Ausbildungsberuf: Gespür für Zahlen und Menschen

Ausbildungsberuf : Gespür für Zahlen und Menschen

Steuerfachangestellte tauchen in ihrer Ausbildung tief ins Steuerrecht sowie das Rechnungswesen ein. Im Zeitalter intelligenter Computer-Software werden aber auch soziale Kompetenzen immer wichtiger.

Virginia Bach ist noch immer von ihrem Beruf begeistert – auch im dritten Ausbildungsjahr eines Jobs, den sich mancher vielleicht als trocken vorstellt. Die 23-Jährige wird Steuerfachangestellte: „Das ist ein vielfältiger, spannender Beruf, in dem man tiefe Einblicke in interessante Gebiete erhält“, sagt sie.

Bach lernt in einer mittelgroßen Kanzlei in Hannover, in der die Digitalisierung bereits umgesetzt ist. Das ist allerdings längst nicht bei allen Steuerberatern der Fall. „Das Berufsbild ändert sich“, sagt Holger Bodmann, Steuerberater und einer der geschäftsführenden Partner bei HSP Steuer. „Die Qualifikation der Auszubildenden wird durch die Digitalisierung beeinflusst.

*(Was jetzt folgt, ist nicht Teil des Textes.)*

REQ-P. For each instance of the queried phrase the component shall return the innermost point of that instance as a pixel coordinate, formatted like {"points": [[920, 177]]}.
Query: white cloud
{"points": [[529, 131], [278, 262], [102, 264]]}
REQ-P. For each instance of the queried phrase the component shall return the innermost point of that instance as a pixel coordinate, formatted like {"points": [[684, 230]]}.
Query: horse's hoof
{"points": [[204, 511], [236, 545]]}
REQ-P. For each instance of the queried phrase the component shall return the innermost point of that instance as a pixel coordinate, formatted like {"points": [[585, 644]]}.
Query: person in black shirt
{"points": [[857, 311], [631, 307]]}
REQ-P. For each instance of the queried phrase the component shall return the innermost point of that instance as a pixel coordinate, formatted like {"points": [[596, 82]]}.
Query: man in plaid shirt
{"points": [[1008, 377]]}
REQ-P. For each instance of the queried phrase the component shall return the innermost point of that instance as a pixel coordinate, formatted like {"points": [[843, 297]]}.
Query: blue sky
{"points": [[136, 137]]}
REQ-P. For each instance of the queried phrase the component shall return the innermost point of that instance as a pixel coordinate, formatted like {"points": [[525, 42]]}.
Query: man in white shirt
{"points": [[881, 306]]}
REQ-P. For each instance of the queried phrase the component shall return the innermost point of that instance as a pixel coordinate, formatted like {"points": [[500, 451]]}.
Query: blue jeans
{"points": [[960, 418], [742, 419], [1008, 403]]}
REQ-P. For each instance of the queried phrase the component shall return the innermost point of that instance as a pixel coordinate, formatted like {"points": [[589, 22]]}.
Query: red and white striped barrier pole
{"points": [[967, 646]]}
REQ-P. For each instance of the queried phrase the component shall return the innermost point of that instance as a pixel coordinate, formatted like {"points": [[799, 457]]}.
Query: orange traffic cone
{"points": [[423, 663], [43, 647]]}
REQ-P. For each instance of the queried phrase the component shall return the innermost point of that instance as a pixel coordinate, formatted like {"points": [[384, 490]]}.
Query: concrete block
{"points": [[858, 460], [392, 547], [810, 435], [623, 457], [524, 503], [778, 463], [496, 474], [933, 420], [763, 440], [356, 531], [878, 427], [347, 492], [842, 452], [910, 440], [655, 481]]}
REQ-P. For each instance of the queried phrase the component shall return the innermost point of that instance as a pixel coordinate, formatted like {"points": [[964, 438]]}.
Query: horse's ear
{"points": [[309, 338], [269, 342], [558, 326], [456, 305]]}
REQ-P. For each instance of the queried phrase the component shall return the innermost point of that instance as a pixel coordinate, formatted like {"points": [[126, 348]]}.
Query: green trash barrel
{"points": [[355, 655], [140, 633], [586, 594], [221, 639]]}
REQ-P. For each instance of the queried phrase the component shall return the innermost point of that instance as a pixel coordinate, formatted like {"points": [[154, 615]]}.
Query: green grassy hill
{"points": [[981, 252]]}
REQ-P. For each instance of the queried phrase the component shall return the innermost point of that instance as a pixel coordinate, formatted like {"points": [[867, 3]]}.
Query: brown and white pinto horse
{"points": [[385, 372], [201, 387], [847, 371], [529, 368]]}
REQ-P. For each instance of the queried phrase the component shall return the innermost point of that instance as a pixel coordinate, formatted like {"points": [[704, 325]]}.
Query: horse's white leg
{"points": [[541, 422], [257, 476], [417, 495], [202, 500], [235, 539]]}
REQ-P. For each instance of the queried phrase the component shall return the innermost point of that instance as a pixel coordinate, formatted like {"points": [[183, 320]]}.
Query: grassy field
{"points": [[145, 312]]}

Die zahlenverliebten Einzeltäter, die still vor sich hingearbeitet haben, werden immer weniger.“ Mehr und mehr Arbeiten übernähmen Computer und intelligente Software. „Der Beruf des Buchhalters ist tatsächlich vom Aussterben bedroht, die Technologie ist vorhanden, um die Buchungsvorgänge zu automatisieren.“ Immer bedeutender werde es in Zukunft sein, die Geschäftsfelder der Mandanten zu verstehen. „Daher sind soziale Kompetenzen für unsere Mitarbeiter sehr wichtig“, sagt Bodmann.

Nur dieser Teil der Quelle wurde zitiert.